Talking about the Octo Roma watches, what was the inspiration behind moving to the 100% black DLC steel? 

The black watch holds significance in the market for men’s watches. It's essential for formal occasions due to its stealthy and sporty appeal. Depending on the watch's character, it can be either very elegant or robust on the wrist. We chose to implement this with the Octo Roma, as we utilise the Octo Roma design across a wide range, from the entry-level Octo models to the most expensive watches in the Octo collection, often featuring titanium DLC finishing. 

This approach started over 10 years ago with the Octo Striking, which also used the Octo Roma case. This move completes the circle around the Octo Roma as it’s also the first time we introduced a chronograph in the Octo Roma collection, combined with the black coating.

We want to revisit something you mentioned about Serpenti watches, regarding how the brand's mosaic concept aims to minimise wastage. Is this a conscious step towards sustainability for the brand?
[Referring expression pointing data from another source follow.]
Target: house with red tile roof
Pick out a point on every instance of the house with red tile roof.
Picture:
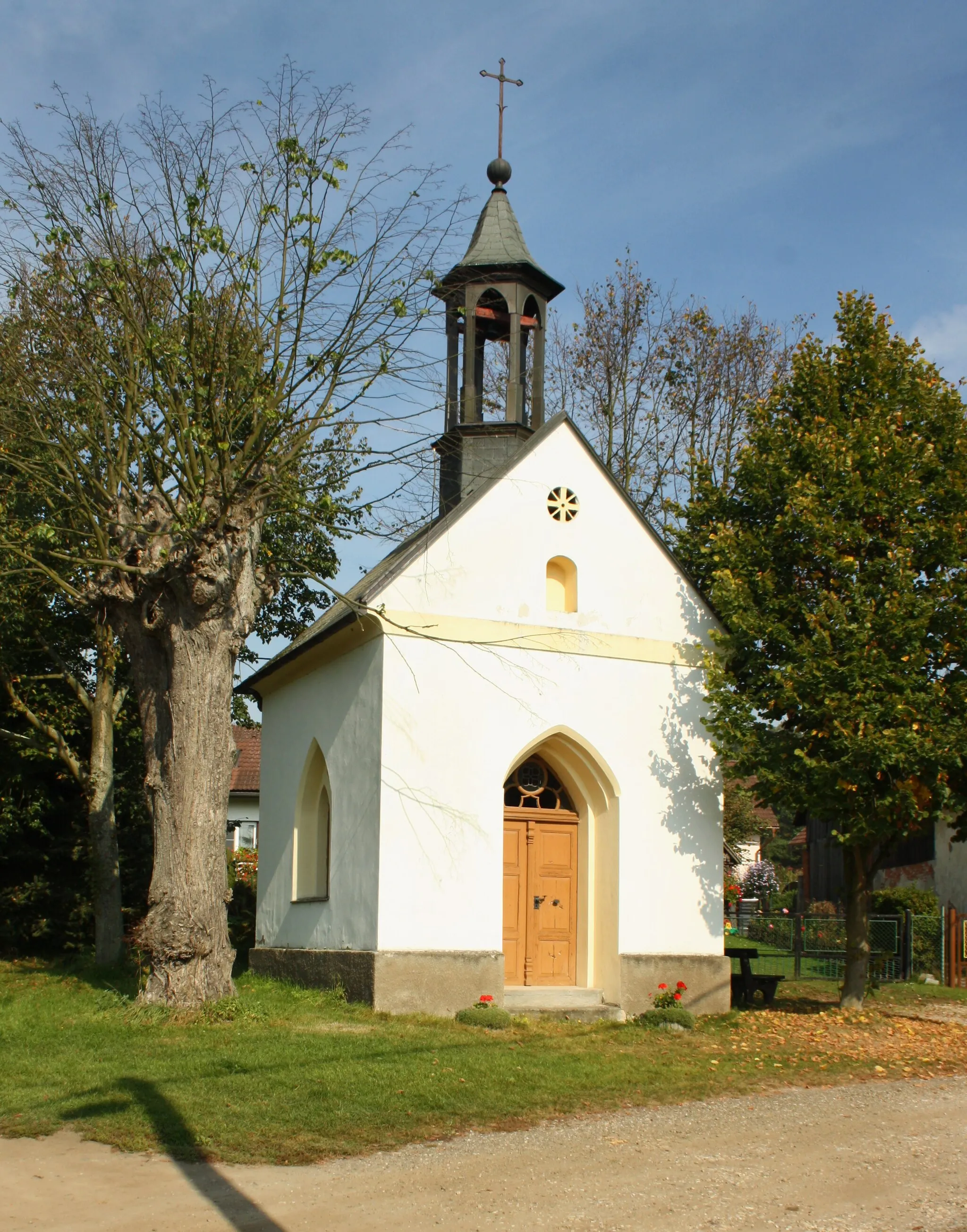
(243, 796)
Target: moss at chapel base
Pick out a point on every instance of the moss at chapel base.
(672, 1017)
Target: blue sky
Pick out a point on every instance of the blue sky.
(759, 149)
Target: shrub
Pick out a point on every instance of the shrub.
(905, 898)
(484, 1013)
(761, 880)
(668, 998)
(243, 878)
(672, 1017)
(786, 900)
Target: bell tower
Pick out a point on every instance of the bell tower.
(496, 295)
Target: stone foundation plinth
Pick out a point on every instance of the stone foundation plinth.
(709, 977)
(396, 981)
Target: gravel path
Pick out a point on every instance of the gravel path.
(870, 1157)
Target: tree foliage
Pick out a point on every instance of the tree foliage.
(661, 386)
(196, 311)
(836, 558)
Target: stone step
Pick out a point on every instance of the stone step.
(562, 1003)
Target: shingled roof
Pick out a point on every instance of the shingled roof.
(248, 761)
(498, 244)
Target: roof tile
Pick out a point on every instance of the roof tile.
(248, 761)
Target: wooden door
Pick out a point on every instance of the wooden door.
(515, 901)
(553, 868)
(540, 878)
(540, 898)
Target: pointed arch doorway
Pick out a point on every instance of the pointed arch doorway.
(540, 878)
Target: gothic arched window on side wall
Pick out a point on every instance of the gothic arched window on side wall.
(562, 586)
(311, 833)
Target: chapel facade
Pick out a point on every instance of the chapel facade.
(487, 771)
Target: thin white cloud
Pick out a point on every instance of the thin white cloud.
(944, 338)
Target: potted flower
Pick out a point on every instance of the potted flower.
(667, 1010)
(484, 1013)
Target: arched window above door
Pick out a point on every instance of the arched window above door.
(312, 831)
(562, 586)
(535, 785)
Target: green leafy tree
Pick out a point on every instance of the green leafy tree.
(196, 311)
(836, 558)
(739, 823)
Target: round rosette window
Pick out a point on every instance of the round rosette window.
(562, 504)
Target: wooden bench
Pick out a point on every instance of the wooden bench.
(746, 984)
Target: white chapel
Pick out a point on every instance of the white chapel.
(487, 771)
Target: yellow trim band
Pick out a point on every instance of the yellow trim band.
(541, 637)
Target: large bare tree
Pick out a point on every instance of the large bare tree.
(196, 309)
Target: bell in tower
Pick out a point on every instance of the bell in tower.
(497, 295)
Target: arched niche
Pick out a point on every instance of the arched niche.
(562, 584)
(311, 832)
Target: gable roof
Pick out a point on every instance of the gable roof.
(248, 759)
(344, 611)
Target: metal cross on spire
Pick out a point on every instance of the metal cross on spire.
(499, 77)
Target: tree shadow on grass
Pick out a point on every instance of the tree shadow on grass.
(187, 1155)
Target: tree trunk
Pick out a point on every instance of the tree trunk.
(183, 643)
(857, 866)
(109, 928)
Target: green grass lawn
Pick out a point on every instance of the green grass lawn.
(288, 1075)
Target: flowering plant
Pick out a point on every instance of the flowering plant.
(666, 1000)
(761, 880)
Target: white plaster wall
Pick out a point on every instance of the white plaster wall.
(950, 869)
(456, 720)
(492, 562)
(339, 705)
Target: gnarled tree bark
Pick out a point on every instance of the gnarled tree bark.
(183, 643)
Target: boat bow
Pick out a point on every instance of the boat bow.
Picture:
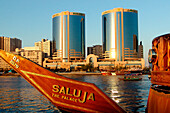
(66, 94)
The entire group, not just the brand, prioritises sustainability. While we're focusing on watches here, our company also creates perfumes, leather goods, and jewellery. Sustainability is critical across our fashion and leather goods brands. The concept behind this watch is particularly compelling. I must emphasise that sustainability receives significant effort from the entire group.

Producing movements requires specific metal alloys and precise finishes, making it challenging. We focus on details like leather straps, aiming to minimise their use. Our Octo Roma features interchangeability, preferring caoutchouc over alligator or leather straps. While our suppliers adhere to eco-friendly practices with leather, meeting specific manufacturing standards is crucial. We collaborate solely with tested suppliers who meet our strict criteria. For example, we avoid sourcing art stones from uncertified origins due to ethical concerns in extraction processes. Ensuring fair labour practices is our priority, leading us to work only with certified suppliers. 

What is Bvlgari's stance on lab-grown diamonds? 

Honestly, I don't think it's a real diamond. What's fascinating about diamonds is their natural formation over centuries, and artificial diamonds cannot achieve that. Trends come and go, and as a significant player in the jewellery industry, it's challenging to predict if artificial diamonds will become widely adopted.

Lastly, what does the future hold for the brand and the Octo Finissimo?

Now we enter the most challenging phase because Finissimo is now well-known. We have numerous collectors and many requests. However, there are only a limited number of watches we can produce annually. But, we have numerous exciting projects in mind, including crazy collaborations and innovative ideas in the pipeline. The challenge lies in wanting more time to develop all these ideas fully. Sadly, we make watches because we cannot buy time.